Elas vão até onde a vista se perde na linha do horizonte,
onde o verde se torna mais denso, onde o som do homem se esfuma,
onde só o bater das asas de aves solitárias
quebra o silêncio que pesa como manta de pedra.
Essas estradas não têm nomes em mapas velhos,
elas são feitas de vontade, de paciência, de dor,
de quem busca o que está além do que se pode tocar,
além do que se pode explicar com palavras comuns.
E o céu — ah, o céu é o mesmo em todo lugar,
mas aqui, longe de tudo, ele parece mais próximo,
mais vasto, mais cheio de segredos guardados nas nuvens.
Nuvens que se transformam em montanhas de vapor,
que correm atrás das montanhas de rocha e pedra,
que erguem seus cumes até tocar a borda do azul,
cubertos de neve branca como penas de cisne,
ou de musgo verde escuro como lágrimas secas.
Esses lugares de difícil acesso, onde os caminhos se perdem,
onde não há trilha marcada, nem som de porta batendo,
onde só a terra sabe o peso dos passos que lá passaram,
onde a quietude é tão profunda que se ouve o coração bater.
Lugares vazios de gente, mas cheios de vida selvagem,
de árvores que conversam com o vento toda noite,
de riachos que contam histórias de montanha para o mar.

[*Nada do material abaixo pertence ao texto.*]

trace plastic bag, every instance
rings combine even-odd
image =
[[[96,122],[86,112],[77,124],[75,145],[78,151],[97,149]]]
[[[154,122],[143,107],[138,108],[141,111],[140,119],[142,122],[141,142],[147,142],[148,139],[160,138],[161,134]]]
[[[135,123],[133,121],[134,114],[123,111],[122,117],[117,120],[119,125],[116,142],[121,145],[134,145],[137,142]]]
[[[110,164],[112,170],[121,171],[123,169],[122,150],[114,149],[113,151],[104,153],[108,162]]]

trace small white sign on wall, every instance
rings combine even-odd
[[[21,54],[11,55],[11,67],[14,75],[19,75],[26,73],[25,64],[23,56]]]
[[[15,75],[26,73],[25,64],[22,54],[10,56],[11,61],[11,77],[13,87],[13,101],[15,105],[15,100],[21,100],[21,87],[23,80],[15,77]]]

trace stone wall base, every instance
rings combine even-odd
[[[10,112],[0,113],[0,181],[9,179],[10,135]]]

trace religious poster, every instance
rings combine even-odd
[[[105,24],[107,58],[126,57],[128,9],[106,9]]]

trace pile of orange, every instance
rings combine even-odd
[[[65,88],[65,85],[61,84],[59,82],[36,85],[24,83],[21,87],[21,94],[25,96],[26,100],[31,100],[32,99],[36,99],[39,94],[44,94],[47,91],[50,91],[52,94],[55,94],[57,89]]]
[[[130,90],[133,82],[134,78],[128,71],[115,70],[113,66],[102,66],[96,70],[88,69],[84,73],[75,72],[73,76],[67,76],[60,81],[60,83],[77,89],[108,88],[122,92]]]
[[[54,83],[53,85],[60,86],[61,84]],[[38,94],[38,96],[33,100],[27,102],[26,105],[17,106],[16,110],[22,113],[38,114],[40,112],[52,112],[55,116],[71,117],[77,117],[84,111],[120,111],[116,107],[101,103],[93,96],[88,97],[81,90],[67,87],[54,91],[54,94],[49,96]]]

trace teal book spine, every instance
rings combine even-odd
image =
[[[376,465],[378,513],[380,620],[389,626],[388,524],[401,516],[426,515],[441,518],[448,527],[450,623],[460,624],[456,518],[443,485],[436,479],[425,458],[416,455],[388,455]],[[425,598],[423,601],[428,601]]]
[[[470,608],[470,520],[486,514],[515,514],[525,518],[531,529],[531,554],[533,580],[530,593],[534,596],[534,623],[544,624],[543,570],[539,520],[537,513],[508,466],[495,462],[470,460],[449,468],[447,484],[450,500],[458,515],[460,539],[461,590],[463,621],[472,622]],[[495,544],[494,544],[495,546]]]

Mas em meio a tanta vastidão, a saudade vem como uma onda,
me prendendo ao peito como um frio que não passa.
Queria sentir um abraço quente, aquele que aquece até os ossos,
queria olhar aquele sorriso lindo que faz o mundo parar,
que transforma qualquer deserto em jardim florido,
que faz até as montanhas baixarem a cabeça em reverência.
Essa distância é um rio que não tem ponte,
mas cada estrela no céu é um olhar que me vê,
cada vento que sopra é um beijo que chega até mim,
e eu guardo tudo isso como tesouro no peito,
até que um dia os caminhos nos levem de volta um ao outro.